O PS não queria falar sobre Sócrates – o homem que os socialistas em tempos veneraram, cujos camaradas hoje governam, e que instrumentalizou o poder para criar uma tentacular rede de corrupção. Agora, o PS também não quer falar sobre Manuel Pinho – o ex-ministro de Sócrates que, secretamente e através de offshores, Ricardo Salgado corrompeu com pagamentos fixos (cuja soma ascende a 2 milhões de euros), incluindo no período em que este, no governo, decidiu sobre matérias do interesse do BES. Em suma, o PS nunca quer falar do que não lhe convém: afinal, como explicar ao país que o partido foi instrumento das maiores redes de corrupção da democracia portuguesa? Como tal, a discussão actual na sede socialista limita-se à gestão do “incómodo”que os casos de corrupção estão a provocar. Tradução: o PS acha que pode passar pelos pingos da chuva sem se molhar. E o mais inquietante é que, tudo indica, acha correctamente: o PS não fala e ninguém parece motivado para forçá-lo a falar.

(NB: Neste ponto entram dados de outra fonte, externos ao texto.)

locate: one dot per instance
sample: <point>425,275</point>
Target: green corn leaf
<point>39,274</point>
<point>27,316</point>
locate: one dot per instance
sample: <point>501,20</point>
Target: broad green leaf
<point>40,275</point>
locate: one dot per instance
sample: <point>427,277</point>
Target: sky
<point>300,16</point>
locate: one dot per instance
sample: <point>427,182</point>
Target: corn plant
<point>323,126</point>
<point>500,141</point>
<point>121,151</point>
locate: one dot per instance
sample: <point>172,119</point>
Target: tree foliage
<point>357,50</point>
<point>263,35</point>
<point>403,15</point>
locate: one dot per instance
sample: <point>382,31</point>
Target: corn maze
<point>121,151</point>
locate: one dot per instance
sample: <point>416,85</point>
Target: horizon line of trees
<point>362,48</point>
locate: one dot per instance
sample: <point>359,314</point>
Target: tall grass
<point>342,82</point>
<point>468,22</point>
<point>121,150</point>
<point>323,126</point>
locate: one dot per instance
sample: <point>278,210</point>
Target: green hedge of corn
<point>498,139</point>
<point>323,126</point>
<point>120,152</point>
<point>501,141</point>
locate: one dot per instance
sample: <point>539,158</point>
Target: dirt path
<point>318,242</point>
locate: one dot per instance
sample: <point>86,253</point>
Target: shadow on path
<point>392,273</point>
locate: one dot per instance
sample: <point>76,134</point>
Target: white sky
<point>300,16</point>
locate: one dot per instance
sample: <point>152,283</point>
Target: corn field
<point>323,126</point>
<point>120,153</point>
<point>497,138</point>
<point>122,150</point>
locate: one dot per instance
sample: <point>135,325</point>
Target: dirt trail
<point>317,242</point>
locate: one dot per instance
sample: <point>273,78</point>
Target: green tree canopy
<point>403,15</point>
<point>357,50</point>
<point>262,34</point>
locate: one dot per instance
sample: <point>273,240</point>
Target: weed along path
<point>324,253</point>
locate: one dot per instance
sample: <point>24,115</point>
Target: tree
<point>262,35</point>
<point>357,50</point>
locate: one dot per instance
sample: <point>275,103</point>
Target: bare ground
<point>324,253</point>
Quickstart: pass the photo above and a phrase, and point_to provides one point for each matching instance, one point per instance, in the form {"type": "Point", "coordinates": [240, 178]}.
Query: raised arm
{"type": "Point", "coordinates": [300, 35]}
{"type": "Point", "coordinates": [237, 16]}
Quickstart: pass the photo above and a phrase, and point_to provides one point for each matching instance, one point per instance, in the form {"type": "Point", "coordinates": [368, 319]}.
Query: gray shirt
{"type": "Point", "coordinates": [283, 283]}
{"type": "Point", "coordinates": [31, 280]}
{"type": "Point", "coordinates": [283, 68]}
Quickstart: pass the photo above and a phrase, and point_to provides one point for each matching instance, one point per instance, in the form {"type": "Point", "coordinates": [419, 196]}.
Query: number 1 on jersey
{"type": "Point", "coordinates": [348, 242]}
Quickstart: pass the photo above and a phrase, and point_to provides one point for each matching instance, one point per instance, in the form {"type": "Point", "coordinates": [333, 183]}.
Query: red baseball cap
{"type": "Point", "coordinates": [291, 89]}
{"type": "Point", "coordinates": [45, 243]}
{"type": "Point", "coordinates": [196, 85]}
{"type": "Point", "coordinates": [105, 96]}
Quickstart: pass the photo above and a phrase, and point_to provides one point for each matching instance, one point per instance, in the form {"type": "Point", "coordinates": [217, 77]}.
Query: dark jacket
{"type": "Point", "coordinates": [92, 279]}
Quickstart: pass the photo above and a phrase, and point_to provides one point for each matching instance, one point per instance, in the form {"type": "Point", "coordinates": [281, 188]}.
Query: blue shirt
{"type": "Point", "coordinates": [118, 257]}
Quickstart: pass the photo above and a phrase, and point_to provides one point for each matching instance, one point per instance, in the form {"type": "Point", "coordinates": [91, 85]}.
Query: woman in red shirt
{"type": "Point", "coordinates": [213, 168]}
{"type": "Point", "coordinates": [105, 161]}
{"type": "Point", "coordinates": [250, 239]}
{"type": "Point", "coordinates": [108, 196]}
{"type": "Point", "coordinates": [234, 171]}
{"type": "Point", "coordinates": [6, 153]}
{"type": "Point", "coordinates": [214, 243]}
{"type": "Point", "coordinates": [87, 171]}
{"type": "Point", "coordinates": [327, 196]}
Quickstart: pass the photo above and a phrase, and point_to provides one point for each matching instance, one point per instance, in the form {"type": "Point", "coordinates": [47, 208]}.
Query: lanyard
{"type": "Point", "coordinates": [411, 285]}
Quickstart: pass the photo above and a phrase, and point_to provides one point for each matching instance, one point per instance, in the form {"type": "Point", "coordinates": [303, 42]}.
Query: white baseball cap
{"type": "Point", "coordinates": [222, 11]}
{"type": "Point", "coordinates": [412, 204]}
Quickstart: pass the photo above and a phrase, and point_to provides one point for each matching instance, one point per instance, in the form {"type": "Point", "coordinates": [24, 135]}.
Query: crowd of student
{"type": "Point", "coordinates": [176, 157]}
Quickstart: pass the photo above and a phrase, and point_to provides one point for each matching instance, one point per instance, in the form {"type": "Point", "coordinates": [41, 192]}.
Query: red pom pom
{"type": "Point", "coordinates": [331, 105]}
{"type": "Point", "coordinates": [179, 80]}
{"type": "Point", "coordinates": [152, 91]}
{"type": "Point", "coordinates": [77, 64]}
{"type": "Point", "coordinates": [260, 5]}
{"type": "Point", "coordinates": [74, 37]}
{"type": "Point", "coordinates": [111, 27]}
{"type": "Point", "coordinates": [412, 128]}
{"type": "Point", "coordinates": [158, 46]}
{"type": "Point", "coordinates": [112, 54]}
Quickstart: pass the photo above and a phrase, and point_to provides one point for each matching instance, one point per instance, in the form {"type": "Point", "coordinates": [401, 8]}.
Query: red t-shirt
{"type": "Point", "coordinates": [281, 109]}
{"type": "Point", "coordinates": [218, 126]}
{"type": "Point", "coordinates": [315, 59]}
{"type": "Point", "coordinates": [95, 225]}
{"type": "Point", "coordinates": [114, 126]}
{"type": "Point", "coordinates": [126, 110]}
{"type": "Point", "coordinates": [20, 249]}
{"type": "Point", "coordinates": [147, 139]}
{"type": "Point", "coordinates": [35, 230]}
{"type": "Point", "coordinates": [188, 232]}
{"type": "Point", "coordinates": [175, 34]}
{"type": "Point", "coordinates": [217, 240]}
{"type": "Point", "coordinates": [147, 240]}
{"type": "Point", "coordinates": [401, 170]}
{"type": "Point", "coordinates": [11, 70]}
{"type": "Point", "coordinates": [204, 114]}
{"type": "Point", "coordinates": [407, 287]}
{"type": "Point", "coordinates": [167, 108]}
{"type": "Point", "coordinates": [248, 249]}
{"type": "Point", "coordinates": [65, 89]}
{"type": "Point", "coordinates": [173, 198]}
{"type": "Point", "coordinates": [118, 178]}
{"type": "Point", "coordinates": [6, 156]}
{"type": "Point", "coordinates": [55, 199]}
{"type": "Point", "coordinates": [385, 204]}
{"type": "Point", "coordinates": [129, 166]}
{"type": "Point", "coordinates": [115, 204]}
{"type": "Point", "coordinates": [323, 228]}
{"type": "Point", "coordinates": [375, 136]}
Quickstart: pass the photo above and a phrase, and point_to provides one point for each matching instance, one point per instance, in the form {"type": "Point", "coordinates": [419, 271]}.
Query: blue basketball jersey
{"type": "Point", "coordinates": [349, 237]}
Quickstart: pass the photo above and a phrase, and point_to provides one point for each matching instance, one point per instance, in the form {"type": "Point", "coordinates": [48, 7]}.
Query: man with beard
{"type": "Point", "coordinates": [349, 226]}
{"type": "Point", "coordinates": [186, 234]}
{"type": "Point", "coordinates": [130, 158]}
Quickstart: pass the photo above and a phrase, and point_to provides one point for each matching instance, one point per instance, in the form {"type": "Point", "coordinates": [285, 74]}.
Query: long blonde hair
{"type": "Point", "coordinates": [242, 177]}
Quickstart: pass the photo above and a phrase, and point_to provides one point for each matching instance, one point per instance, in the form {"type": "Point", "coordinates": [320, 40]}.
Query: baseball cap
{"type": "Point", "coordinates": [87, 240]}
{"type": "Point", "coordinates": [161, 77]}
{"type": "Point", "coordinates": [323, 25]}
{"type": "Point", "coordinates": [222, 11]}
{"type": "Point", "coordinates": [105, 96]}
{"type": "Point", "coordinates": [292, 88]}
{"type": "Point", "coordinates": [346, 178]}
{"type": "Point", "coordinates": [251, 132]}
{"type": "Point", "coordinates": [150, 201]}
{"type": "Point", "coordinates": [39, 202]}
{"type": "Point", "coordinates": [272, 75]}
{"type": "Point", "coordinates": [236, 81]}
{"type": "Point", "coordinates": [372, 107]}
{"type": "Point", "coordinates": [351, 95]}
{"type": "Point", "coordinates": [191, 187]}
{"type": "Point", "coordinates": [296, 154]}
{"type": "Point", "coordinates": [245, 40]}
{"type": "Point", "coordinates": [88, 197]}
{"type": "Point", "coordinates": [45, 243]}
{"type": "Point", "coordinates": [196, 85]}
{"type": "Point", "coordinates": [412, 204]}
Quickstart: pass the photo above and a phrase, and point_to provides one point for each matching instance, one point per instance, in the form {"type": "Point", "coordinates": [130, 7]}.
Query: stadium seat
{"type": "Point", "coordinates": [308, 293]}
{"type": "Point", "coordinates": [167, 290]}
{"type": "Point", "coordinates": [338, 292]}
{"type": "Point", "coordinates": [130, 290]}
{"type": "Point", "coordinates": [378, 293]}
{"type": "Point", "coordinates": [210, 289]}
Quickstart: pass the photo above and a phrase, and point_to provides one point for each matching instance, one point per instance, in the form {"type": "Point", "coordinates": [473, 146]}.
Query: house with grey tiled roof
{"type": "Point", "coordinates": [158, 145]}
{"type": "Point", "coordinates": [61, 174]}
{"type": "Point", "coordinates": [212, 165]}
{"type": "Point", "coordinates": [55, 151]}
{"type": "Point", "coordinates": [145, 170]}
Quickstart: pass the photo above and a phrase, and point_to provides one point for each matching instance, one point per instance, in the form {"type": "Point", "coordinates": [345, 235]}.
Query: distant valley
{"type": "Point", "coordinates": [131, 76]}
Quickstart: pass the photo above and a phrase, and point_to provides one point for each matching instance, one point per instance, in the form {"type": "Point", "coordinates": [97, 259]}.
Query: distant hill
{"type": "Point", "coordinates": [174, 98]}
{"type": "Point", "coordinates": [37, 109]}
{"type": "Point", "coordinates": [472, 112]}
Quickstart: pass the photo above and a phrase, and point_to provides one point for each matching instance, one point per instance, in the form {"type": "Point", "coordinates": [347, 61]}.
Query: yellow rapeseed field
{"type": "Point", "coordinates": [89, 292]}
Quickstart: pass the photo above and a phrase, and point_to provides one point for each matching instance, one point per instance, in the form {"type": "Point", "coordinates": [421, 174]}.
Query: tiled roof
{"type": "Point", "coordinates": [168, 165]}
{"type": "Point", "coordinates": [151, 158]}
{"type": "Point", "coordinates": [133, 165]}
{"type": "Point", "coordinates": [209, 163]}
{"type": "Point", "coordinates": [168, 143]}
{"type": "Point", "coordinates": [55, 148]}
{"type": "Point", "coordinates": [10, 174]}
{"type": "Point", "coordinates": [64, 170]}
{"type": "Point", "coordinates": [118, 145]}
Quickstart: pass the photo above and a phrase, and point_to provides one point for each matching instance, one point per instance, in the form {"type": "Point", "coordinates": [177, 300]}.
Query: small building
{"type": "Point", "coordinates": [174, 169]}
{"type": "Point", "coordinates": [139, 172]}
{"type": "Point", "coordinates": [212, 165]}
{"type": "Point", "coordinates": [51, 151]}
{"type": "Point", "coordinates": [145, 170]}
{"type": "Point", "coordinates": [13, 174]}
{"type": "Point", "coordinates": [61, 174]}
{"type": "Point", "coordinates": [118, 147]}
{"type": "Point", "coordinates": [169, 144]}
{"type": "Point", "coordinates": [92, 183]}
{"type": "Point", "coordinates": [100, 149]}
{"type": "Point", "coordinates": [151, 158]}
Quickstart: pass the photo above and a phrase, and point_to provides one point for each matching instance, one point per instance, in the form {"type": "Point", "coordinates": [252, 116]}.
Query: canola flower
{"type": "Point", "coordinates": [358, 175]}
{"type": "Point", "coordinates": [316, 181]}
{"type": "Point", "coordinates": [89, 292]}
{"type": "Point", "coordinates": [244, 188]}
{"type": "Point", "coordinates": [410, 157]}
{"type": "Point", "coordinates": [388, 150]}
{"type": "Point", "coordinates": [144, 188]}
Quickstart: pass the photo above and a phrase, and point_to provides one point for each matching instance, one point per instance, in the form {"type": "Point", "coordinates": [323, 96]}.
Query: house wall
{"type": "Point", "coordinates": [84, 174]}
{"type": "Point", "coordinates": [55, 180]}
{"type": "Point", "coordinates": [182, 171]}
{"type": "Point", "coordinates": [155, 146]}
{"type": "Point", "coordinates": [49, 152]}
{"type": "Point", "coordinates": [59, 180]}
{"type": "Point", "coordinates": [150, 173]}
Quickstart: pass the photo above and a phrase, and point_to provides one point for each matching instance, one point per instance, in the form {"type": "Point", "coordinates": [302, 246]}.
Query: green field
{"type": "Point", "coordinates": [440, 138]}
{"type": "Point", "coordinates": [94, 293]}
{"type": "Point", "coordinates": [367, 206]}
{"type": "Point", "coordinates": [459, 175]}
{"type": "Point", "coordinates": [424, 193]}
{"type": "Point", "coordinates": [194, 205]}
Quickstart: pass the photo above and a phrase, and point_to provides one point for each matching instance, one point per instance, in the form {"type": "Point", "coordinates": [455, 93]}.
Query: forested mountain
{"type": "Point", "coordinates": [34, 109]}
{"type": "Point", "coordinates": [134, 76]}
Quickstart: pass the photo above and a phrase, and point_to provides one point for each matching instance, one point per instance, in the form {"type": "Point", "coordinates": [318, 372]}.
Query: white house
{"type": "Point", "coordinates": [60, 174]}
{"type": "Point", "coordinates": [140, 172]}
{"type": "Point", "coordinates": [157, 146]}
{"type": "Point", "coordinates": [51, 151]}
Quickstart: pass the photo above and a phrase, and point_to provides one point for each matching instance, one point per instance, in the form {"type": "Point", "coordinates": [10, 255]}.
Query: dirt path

Os indícios de corrupção que recaem sobre Manuel Pinho têm alcance para colocar um regime democrático de luto. O esclarecimento é, portanto, matéria de interesse público e, em especial, dever daqueles que lhe atribuíram protagonismo político num governo, com pasta de ministro. Ora, o silêncio do PS perante o terramoto pode ser eticamente ultrajante, mas tem uma orientação estratégica: na medida do possível, o PS ganha em prevenir que o tema alastre e prejudique a imagem do partido a um ano de eleições. O que gera uma dúvida: então e em relação aos outros, porque ficam calados ou apenas comentam em surdina? Afinal, onde estão as críticas públicas e os pedidos de esclarecimento urgente de Catarina Martins e de Jerónimo de Sousa, habituais intérpretes da indignação popular para com a classe política? E, sobretudo, onde estão os políticos da oposição?

Já vimos este filme a propósito da acusação a José Sócrates, em relação à qual todos os partidos evitam opinar há mais de três anos. A inconsequência de algumas declarações ou mesmo o silêncio de (quase) todos perante os escândalos de corrupção que envolvem o PS, visível novamente no mais recente caso de Manuel Pinho, segue orientações estratégicas. Por um lado, há a que Rui Ramos identificou: os oligarcas recusam-se a olhar de frente para casos em que, fossem tiradas consequências políticas, o actual sistema abalaria – e depois, o que seria deles? Mas, por outro lado, há uma explicação conjuntural: o PS conseguiu colocar-se numa posição de supremacia política à sua esquerda e à sua direita, estabelecendo-se como o partido dos equilíbrios nacionais e que definirá o acesso ao poder em 2019. Ou seja, seja pelo controle da geringonça, seja pela necessidade de sobrevivência de Rui Rio no PSD, o PS é hoje o partido que manda nisto tudo – e, em nome desse acesso ao poder, o partido que demasiados evitam hostilizar.

Ainda muita tinta vai correr sobre o caso de Manuel Pinho. Mas, desde já, o que se sabe serviu para refrescar as lições dos últimos três anos. Sim, o silêncio ou timidez dos partidos políticos perante a corrupção que ronda o PS é uma derrota do parlamento e da democracia portuguesa. Mas é também uma vitória de António Costa. Primeiro, porque comandou internamente um eficaz corte com Sócrates, que permitiu ao PS fugir dos holofotes acusatórios. Segundo, porque o seu PS impôs-se e calou o debate político através de uma posição de força, visto ser indispensável nas equações de poder até 2023 – tirando proveito da geringonça e da fragilidade do PSD. Este é (mais) um dos lados negros desta história: independentemente dos casos de corrupção dos seus governantes, no horizonte da política nacional o PS já é o partido dono-disto-tudo.